Menjadi kuat adalah keinginan semua orang yang berada di dunia yang brutal itu, tidak peduli gender apa pun mereka. Layaknya hukum rimba, maka yang kuat akan berkuasa sedangkan yang lemah akan tergilas.

Membuat dua orang yang bernasib sama kini dipertemukan dalam garisan takdir kehidupan.

Megi, seorang pemuda yang berparas rupawan. Sekilas, orang-orang akan mengira dirinya berasal dari kalangan bangsawan sebab parasnya tersebut.

Tentu saja, hal tersebut tidak benar. Walaupun memiliki paras bak pangeran berkuda putih, dirinya hanyalah seorang pemuda desa biasa.

Di desa tempatnya berasal, dirinya sering kali diperlakukan layaknya pangeran oleh para gadis desa. Setiap dirinya melangkah, maka gadis-gadis itu akan langsung jatuh hati padanya.

Walaupun hanya seorang pemuda biasa, bahkan dirinya dapat dikatakan sama tersohornya dengan pangeran di negeri itu.

Namun seperti yang diketahui oleh semua orang, roda kehidupan senantiasa berputar. Semua atensi yang ia miliki sirna dalam semalam, sebab dirinya tiba-tiba berpindah ke sebuah dunia yang bahkan dia tidak ia ketahui sebelumnya.

Sebuah dunia yang tidak pernah mengenal kata ampun, juga dunia yang tidak pernah mengenal rasa belas kasih.

Dirinya duduk di atas tumpukan jerami, tempat di mana biasanya ia beristirahat. Netra kelabunya kemudian menatap ke arah pergelangan kakinya, terdapat sepasang besi pemberat yang menahan pergerakannya.

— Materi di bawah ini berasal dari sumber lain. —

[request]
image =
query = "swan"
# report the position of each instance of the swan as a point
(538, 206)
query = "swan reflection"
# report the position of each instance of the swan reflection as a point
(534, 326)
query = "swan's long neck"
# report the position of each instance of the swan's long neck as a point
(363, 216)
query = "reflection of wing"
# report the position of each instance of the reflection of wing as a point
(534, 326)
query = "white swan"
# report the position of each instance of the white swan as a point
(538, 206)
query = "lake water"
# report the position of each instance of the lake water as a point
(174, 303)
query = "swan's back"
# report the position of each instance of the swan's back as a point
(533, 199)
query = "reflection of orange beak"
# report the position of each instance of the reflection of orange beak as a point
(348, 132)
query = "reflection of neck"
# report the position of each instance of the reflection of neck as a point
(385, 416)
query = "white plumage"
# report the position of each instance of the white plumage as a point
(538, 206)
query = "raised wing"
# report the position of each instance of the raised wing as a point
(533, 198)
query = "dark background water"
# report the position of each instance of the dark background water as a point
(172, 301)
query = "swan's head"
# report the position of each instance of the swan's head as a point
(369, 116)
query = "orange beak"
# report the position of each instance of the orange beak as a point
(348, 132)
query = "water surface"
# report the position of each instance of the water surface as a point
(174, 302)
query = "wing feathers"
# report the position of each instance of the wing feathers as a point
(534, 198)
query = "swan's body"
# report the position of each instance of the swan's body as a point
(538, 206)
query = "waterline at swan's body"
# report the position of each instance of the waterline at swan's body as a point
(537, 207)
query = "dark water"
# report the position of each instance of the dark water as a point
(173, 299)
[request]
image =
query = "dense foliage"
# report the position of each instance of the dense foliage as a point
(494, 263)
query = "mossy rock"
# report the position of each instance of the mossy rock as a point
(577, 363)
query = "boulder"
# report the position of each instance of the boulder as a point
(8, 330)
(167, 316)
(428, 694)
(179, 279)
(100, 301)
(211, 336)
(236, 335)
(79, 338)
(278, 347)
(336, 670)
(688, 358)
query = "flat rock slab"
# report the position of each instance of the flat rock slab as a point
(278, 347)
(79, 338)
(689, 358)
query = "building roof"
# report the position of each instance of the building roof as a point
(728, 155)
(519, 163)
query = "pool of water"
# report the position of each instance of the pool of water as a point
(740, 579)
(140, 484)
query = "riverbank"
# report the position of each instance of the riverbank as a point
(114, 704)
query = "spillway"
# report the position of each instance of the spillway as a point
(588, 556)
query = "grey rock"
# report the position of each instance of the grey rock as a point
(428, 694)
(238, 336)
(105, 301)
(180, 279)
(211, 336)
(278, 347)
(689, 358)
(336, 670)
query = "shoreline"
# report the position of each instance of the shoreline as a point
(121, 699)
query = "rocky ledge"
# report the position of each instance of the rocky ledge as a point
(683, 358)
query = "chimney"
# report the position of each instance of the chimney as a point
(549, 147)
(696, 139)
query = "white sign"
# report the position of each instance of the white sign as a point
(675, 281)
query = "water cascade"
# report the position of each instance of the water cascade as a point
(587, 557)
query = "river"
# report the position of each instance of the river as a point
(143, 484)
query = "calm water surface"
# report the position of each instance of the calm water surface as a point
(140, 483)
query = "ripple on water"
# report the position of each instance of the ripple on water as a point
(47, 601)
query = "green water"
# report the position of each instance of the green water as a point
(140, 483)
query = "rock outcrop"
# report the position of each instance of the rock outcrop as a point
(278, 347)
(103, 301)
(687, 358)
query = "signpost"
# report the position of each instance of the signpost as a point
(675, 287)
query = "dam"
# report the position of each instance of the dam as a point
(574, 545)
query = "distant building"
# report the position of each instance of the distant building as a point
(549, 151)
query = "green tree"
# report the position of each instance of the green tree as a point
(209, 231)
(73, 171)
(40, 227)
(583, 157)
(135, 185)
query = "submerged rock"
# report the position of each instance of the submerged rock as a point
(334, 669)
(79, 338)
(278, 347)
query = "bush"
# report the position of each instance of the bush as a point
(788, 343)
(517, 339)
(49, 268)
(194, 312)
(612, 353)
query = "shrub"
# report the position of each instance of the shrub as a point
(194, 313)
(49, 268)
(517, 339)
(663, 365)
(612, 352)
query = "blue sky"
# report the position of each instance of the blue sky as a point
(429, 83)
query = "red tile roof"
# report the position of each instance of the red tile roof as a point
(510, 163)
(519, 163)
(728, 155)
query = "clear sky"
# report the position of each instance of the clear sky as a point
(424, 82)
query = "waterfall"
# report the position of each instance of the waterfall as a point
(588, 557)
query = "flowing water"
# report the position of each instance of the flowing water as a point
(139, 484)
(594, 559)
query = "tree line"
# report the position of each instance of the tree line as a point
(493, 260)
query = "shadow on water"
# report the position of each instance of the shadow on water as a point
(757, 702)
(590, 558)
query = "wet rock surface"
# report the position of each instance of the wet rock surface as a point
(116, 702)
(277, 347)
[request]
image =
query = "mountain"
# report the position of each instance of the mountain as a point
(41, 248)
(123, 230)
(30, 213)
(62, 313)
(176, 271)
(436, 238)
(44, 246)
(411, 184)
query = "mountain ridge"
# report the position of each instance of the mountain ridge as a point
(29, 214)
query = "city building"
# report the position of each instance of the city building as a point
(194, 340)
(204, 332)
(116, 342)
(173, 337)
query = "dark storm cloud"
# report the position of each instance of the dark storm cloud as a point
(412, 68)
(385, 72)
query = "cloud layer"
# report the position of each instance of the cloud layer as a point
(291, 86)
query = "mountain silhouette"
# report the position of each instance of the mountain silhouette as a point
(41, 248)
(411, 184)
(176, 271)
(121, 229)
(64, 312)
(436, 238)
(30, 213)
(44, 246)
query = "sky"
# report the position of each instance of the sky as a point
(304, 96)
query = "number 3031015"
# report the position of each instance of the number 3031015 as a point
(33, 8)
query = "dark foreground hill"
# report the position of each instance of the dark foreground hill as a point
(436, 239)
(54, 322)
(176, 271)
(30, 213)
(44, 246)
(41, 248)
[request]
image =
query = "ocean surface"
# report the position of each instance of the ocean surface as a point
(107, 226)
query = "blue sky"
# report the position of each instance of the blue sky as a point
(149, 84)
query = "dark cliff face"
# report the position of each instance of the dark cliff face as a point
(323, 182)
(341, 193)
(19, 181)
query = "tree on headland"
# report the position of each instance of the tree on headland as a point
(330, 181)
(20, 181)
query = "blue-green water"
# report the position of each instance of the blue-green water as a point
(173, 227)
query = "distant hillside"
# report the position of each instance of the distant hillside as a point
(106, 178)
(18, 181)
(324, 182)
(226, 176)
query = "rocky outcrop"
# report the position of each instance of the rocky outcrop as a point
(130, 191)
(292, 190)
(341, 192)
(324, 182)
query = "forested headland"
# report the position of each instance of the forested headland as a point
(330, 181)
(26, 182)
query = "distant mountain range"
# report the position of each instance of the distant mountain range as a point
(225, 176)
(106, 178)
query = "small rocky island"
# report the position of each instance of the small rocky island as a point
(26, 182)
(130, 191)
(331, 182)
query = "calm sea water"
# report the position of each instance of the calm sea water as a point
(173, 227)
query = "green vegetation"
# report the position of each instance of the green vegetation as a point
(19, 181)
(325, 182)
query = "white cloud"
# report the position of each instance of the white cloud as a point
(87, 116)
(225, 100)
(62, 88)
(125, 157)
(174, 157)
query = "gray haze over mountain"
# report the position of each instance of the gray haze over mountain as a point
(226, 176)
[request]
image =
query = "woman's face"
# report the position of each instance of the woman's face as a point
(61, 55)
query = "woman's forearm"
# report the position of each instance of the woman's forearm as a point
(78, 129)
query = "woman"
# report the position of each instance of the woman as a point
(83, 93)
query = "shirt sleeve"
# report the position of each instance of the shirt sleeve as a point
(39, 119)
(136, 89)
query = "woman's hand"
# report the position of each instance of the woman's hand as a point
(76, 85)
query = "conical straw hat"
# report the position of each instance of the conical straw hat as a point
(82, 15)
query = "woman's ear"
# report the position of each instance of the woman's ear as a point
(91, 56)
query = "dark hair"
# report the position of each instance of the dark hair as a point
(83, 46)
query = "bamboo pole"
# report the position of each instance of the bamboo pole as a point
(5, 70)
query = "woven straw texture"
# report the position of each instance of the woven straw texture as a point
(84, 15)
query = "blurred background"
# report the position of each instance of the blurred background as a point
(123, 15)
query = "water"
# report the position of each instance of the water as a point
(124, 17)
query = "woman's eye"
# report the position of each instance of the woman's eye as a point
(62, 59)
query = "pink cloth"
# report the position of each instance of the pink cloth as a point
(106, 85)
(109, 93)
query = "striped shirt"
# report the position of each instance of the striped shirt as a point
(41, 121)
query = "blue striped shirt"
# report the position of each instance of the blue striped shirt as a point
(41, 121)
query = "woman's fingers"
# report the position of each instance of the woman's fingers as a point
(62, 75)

Nasibnya entah mengapa menjadi begitu malang di dunia ini. Mulai dari dirinya yang tiba-tiba terhempas ke dunia antah berantah, dijadikan budak oleh tiga orang mengerikan yang ditemui olehnya, kini dirinya juga harus terikat oleh bola besi yang menghambat langkahnya.

Pemuda itu kemudian menatap ke arah jendela, purnama nampak bersinar terang. Merenungi alasan kenapa nasibnya seakan menyedihkan sekali di dunia ini.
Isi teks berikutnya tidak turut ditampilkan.